MIDTOWN — The walls and floors holding up the city's public housing buildings continue to crumble — and at the rate that Mayor Bill de Blasio is funding their repairs, the city will never catch up, according to a new report released by Comptroller Scott Stringer.
The number of NYCHA buildings with bulging or sloping walls — which the report describes as a key indication of "continuous neglect or serious damage to the structure" — more than tripled from 2008 to 2014, from 365 to 1,164, according to data from the 2014 Federal Census' Housing and Vacancy Survey used in Stringer's report.
Despite drastically worsening conditions, de Blasio's administration, though having committed a significant amount to the cause, barely scratches the surface of the capital repairs needed, according to NYCHA spokesman Isaac McGinn.
"The de Blasio administion has committed nearly half-a-billion dollars for roof replacements, brickwork, and other quality-of-life improvements following decades of government disinvestment that have left NYCHA confronting $17 billion in capital needs," McGinn said in a statement.

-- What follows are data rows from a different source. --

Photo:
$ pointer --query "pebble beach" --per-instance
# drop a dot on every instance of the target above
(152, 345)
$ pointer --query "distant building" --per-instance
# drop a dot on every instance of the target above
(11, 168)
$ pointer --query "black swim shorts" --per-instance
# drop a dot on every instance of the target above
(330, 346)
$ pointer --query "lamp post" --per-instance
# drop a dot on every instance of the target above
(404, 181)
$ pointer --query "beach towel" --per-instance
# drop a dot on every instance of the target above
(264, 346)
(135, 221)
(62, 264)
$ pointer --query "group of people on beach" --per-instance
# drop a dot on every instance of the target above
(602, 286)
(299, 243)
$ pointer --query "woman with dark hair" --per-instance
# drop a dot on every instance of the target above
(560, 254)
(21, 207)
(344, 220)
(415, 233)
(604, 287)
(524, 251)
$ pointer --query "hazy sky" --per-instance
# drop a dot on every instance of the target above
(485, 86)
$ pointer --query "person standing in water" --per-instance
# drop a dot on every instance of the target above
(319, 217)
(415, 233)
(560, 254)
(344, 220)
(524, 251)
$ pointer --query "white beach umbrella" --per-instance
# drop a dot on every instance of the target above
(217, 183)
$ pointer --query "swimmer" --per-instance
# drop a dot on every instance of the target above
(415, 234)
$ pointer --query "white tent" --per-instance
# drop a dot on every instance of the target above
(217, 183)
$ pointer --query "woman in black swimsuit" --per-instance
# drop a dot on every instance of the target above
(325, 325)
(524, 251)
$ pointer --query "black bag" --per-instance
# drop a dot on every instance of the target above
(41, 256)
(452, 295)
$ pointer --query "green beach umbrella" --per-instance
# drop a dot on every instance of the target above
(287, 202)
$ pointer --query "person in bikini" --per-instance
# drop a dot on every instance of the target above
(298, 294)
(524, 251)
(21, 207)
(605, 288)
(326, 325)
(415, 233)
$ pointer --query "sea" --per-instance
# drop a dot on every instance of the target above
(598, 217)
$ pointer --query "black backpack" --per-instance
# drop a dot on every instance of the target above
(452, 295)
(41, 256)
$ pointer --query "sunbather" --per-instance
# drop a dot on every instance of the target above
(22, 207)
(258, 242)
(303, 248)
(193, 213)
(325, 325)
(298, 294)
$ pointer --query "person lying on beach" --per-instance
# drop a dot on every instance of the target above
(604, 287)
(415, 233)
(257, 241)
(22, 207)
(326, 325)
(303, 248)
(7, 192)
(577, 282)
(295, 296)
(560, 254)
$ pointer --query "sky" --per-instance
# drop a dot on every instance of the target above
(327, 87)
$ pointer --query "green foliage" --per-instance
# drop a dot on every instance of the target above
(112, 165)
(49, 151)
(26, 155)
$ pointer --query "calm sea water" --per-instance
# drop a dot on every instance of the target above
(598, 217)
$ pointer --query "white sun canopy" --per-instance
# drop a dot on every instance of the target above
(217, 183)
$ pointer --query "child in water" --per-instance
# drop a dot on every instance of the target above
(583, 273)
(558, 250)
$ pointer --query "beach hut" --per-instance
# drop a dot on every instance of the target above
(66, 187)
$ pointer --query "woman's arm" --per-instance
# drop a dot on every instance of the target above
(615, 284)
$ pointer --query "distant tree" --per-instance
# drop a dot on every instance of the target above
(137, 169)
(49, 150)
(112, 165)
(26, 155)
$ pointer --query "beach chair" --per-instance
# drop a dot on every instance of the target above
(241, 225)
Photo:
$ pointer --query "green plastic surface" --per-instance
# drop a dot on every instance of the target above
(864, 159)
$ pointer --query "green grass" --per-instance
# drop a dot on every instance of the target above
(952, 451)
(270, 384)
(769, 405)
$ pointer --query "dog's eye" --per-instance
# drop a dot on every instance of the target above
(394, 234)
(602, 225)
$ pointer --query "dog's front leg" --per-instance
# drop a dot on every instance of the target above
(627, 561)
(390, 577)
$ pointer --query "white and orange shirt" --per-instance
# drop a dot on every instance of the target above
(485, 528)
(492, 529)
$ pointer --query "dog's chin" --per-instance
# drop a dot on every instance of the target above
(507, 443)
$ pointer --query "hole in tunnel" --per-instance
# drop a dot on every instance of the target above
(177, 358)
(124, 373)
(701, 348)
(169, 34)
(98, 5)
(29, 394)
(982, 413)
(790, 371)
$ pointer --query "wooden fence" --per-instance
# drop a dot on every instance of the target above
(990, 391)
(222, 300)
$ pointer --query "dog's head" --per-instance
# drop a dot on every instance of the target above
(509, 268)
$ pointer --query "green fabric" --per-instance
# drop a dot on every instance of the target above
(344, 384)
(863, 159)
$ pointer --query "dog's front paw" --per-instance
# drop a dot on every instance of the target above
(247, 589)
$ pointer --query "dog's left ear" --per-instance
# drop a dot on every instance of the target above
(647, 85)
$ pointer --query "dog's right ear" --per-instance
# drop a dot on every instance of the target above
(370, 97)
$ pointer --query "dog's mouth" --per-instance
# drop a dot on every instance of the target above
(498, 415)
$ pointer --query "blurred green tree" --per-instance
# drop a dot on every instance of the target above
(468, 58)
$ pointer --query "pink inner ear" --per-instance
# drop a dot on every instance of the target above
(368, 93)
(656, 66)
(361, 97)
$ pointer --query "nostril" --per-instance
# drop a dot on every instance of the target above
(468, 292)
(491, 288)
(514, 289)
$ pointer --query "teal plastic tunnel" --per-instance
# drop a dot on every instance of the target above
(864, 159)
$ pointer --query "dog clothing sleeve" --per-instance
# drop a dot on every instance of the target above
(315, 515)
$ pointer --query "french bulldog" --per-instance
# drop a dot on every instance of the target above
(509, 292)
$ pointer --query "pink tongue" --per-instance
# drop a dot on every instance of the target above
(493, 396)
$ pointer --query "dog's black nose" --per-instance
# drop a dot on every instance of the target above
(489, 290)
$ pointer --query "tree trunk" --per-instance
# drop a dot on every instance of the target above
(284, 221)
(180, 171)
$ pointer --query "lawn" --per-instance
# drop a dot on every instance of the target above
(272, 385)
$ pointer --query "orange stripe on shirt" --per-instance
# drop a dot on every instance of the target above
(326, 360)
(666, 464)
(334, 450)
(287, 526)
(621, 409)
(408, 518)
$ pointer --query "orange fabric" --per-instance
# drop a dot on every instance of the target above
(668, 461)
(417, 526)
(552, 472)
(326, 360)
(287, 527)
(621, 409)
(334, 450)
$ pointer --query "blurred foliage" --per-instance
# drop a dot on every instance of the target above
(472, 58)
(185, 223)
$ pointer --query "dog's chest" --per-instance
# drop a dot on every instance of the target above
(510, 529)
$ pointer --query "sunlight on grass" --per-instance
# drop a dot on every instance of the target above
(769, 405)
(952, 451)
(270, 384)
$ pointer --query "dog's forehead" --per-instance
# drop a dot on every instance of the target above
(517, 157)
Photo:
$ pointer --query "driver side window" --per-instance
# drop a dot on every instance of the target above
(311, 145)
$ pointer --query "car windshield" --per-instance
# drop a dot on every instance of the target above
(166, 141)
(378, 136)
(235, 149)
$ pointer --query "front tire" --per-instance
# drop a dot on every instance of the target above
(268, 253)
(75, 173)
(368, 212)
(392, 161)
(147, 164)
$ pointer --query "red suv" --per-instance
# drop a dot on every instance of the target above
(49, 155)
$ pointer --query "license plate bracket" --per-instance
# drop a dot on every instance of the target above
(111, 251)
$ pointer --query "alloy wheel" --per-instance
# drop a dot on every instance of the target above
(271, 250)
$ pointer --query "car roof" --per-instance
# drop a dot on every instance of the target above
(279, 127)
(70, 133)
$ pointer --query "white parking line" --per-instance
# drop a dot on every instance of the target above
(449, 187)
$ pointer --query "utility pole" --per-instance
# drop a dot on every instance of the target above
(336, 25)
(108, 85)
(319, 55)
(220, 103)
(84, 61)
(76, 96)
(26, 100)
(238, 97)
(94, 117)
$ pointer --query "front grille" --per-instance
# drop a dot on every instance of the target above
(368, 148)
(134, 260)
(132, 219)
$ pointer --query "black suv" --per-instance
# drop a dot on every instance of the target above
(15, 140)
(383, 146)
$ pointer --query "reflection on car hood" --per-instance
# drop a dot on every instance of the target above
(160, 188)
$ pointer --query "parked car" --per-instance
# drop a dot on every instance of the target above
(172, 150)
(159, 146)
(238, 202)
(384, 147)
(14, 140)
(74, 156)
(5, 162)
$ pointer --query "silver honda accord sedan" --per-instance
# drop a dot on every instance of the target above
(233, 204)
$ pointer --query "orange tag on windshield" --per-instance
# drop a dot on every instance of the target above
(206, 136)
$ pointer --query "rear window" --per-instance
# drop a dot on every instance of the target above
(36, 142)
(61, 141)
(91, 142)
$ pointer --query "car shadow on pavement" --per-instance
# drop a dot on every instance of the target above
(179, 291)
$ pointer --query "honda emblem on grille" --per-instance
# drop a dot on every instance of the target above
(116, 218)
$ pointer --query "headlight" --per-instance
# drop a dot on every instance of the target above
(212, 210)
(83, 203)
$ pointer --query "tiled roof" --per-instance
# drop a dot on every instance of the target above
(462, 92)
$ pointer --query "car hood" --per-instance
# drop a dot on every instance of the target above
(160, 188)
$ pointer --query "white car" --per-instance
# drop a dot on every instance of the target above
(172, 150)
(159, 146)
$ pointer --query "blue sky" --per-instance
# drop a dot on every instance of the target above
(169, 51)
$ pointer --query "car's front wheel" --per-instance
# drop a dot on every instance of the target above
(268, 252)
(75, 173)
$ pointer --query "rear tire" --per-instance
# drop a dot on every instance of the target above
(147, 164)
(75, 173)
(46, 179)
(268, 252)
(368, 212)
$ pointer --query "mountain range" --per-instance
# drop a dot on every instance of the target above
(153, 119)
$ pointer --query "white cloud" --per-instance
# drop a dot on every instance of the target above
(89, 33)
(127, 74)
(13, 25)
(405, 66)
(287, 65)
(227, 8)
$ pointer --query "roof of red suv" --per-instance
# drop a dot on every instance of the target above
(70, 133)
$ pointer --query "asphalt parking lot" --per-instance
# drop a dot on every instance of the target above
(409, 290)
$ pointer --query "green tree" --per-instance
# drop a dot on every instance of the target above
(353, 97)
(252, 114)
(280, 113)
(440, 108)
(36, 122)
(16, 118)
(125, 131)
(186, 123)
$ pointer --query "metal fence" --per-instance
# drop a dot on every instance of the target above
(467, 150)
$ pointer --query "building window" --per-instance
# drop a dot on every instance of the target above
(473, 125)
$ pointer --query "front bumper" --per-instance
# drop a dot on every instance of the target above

Housing conditions at NYCHA remain a tenant's nightmare w/ cracks in the walls & holes in floors on the rise pic.twitter.com/3o3avH6DM7— Scott M. Stringer (@scottmstringer) April 7, 2016
From 2008 to 2014, or within a six-year span, the number of walls that sagged and sloped tripled. Between 2011 and 2014, there's been a 371 percent increase in major cracks on outside walls, a 72 percent increase in holes or missing flooring and a 38 percent jump in floors that sagged and sloped, according to the comptroller's data.
The report also touched on the state of the apartments inside. Of the seven major issues tracked in census data used in the comptroller's report — including heating, vermin, cracks and holes in walls — 35 percent of apartments in NYCHA housing reported being affected by three of them.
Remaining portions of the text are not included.